An upper floor unit in a luxury condominium was purchased in 2006. A terrace was an included and important amenity.
A unit owner alleged that in 2010, water began leaking through the ceiling above a terrace door and that the leaks emanated from the exterior common elements.
The president of the board of managers acknowledged that, in around 2011, the owner began to complain about water infiltration in the apartment. The board retained an architect to conduct an inspection to the building’s façade and concluded that there may have been “some water leaks…at the time of inspection…from above window heads and at each side of window jambs”; but nevertheless concluded that the building had been diligently maintained.
After further complaints, another inspection was conducted by the architect in mid-2012 which concluded that no water infiltration was observed at the apartment.
In 2014, as a result of a leak in the apartment, the terrace door and the wooden floor buckled. And, beginning in late 2015, there was frequent leaking, coinciding with rain, from both above the terrace door and around the dining room window, causing more damage to the floor.
The condominium allegedly delayed repairing the condition affecting the apartment due to a neighbor refusing to allow the repair work; however, the neighbor allegedly informed the owner that access had not been refused; and, to the contrary, access had not even been requested.
Following further complaints, another survey was conducted in 2015, specifically addressed to the unit, after which it was concluded that the location of the water infiltration was at the apartment’s terrace door.

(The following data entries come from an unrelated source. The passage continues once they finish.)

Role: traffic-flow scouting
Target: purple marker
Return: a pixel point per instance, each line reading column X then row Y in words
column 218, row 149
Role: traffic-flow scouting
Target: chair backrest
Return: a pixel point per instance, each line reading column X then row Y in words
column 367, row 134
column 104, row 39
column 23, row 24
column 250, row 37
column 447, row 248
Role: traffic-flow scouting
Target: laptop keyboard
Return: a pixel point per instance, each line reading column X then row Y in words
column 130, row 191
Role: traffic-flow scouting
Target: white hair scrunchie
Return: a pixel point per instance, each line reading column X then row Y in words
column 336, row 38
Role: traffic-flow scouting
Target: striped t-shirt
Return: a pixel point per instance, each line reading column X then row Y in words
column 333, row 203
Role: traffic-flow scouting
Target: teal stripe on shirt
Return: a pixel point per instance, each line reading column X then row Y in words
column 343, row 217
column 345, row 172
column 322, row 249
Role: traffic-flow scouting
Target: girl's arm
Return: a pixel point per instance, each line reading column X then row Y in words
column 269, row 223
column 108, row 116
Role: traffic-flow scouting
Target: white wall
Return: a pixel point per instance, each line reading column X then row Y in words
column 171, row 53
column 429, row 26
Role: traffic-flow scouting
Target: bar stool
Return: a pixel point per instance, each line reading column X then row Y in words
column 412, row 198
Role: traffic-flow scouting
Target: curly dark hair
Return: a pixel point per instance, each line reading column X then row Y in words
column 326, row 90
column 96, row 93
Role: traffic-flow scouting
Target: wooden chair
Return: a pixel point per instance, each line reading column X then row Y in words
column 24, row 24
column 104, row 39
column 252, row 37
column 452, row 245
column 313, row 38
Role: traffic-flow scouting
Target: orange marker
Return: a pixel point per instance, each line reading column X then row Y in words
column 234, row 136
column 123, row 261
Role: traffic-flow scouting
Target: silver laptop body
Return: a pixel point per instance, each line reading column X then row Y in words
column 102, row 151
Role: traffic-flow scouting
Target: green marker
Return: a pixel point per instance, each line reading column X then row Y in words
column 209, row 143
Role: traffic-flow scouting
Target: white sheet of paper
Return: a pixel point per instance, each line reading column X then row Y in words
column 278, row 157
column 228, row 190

According to the board president, attempts were made to repair the portion of the building’s façade that had been the source of the water infiltration; however, the contractor was unable to gain access to the neighboring property in order to erect legally-mandated scaffolding to address the façade areas.
After some delay, access to undertake the repairs was obtained; no water infiltration was observed; however, the waterproofing was upgraded and the façade and windows were re-caulked. No leaks through the façade were detected in post-remediation water testing.
After the work was done, the owner sued the board for miscellaneous expenses, not covered by insurance, such as storage, replacement of a television cabinet, repainting and repairs to baseboard and sheetrock, damage to the terrace lighting and cleaning and restoration after the leaks were fixed. The condominium moved to dismiss the complaint; and the owner cross-moved for summary judgment.
The Court summarily disposed of the condominium’s defense that the claims were barred by the three-year statute of limitations. The Court concluded that, since the leaks progressed through 2016 and the condominium had a continuing duty to repair, the owner’s suit was not barred by the three-year statute of limitations.
The condominium asserted that, under the governing documents, the responsibility for the terrace and/or terrace door the owner was responsible. And, in turn, the owner referred to the offering plan provision that provided, in substance, that repairs to the terrace, including any leaks not caused by apartment owner, were to be made by the condominium.
The Court denied the owner’s cross-motion for summary judgment because triable issues of fact existed as to the source and cause of the leaks, condominium’s response to the leaks, and which party had responsibility for repairing them.
Lesson learned: Litigation is not an efficient way to resolve disputes. To avoid legal proceedings, be governed by the organizational documents – and keep contemporaneous records of all claims, notices, remediation and repairs.